On the eve of Virginia Woolf's birthday and because of a roundabout set of coincidences I picked up and read On Being ill, that strange little essay of hers republished a few years ago in this very alluring replica version by Paris Press.
I came to it on my shelves via a google on "Edith Wharton-Hermione Lee" in readiness for the forthcoming biography, thence to Hermione Lee's website which I didn't know existed and that pointed me to her introduction to this latest edition.
This time last year I wasn't a blogger but I was ill and dovegreyreader scribbles was the direct result of that.
Quick resume, I had a fairly everyday virus which I expect a dear little baby gave to me and it settled on the nerve endings in my neck and became a neuritis.It was an excruciatingly painful and funny (peculiar not ha-ha) time and I had to have 6 months off work because I couldn't pick anything up (eg babies) or drive anywhere (to visit babies) or sleep (to have the energy to talk to babies) or write (to say what I thought about the babies).
Virginia Woolf bemoans the lack of illness narrative in literature,
"the public would say that a novel devoted to influenza lacked plot".
In her introduction Hermione Lee mentions one of my stalwart illness narrative books which I've mentioned here before The Wounded Storyteller by Arthur Frank.Virginia Woolf would have identified 100% with this book.
But something else Virginia Woolf wrote struck me too,
"Directly the bed is called for,or,sunk deep among pillows in one chair, we raise our feet even an inch above the ground on another, we cease to be soldiers in the army of the upright;we become deserters.They march to battle.We float with the sticks on the stream...able perhaps for the first time for years, to look round, to look up.."
How true and what an excellent time it was for me to transform a bucketful of nightmares into a glassful of blessings.
One of the greatest lessons confirmed (because I did know it already) was that at work I am not indispensable.Yes, it was an awful mess cancelling my diary for the few weeks ahead but after that, well, life went on.
It has to be said that my arms and neck were rubbish and the drugs - enough to flatten a horse- made me even more ill.Plus my experience as an NHS patient was pretty shabby and I can't believe I ended up writing a grievous and very sad letter of complaint to a surgery I had previously worked in for 9 years, but I did.
However the rest of me was as happy as larry because all I was fit for was reading, night and day (not that book by Virginia Woolf , I mean the hours...no not that book by her either...the time as in, oh you know)
As I started to emerge from that excruciating and drilling pain that felt like my arms were being sawn off and on to the dull pain I found that I could type if I knelt at my desk and used my laptop at eye height with my arms sort of propped and wedged.
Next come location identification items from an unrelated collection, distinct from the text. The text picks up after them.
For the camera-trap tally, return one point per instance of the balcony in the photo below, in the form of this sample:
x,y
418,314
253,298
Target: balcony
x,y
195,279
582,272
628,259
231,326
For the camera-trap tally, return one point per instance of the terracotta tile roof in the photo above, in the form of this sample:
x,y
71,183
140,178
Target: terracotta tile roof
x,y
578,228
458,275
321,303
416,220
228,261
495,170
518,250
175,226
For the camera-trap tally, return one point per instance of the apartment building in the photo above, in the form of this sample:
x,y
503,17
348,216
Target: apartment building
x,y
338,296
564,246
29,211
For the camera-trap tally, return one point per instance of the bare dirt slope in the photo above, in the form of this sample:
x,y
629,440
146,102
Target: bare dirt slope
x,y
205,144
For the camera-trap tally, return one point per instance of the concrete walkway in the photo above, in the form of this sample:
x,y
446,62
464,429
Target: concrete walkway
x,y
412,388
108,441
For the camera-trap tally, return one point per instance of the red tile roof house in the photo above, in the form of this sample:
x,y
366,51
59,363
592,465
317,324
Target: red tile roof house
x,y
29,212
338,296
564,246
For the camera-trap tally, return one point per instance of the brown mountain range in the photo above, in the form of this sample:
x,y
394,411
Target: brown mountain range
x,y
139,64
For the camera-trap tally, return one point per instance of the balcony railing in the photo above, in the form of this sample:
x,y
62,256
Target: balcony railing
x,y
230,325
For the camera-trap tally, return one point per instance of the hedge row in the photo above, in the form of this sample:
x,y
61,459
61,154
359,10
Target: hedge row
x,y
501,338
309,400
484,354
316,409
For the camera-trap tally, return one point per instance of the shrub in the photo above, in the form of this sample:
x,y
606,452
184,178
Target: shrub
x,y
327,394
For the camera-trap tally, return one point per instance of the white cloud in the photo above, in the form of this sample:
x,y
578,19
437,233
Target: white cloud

It looked funny (ha-ha) but it worked and I was away.I was desperate to talk and write about all this reading.
Here's my first ever blog post and it's been good to remind myself of that day, how uncertain I felt about it all at the time and how therapeutic the writing was and has been ever since.
What on earth must it have been like for a natural writer such as Virginia Woolf to have been forbidden to write when she was ill? Had she been allowed to write what might she have produced?
Dovegreyreader scribbles all kept my brain ticking along while the rest of me plodded back to fitness, and what an exciting year it's been since.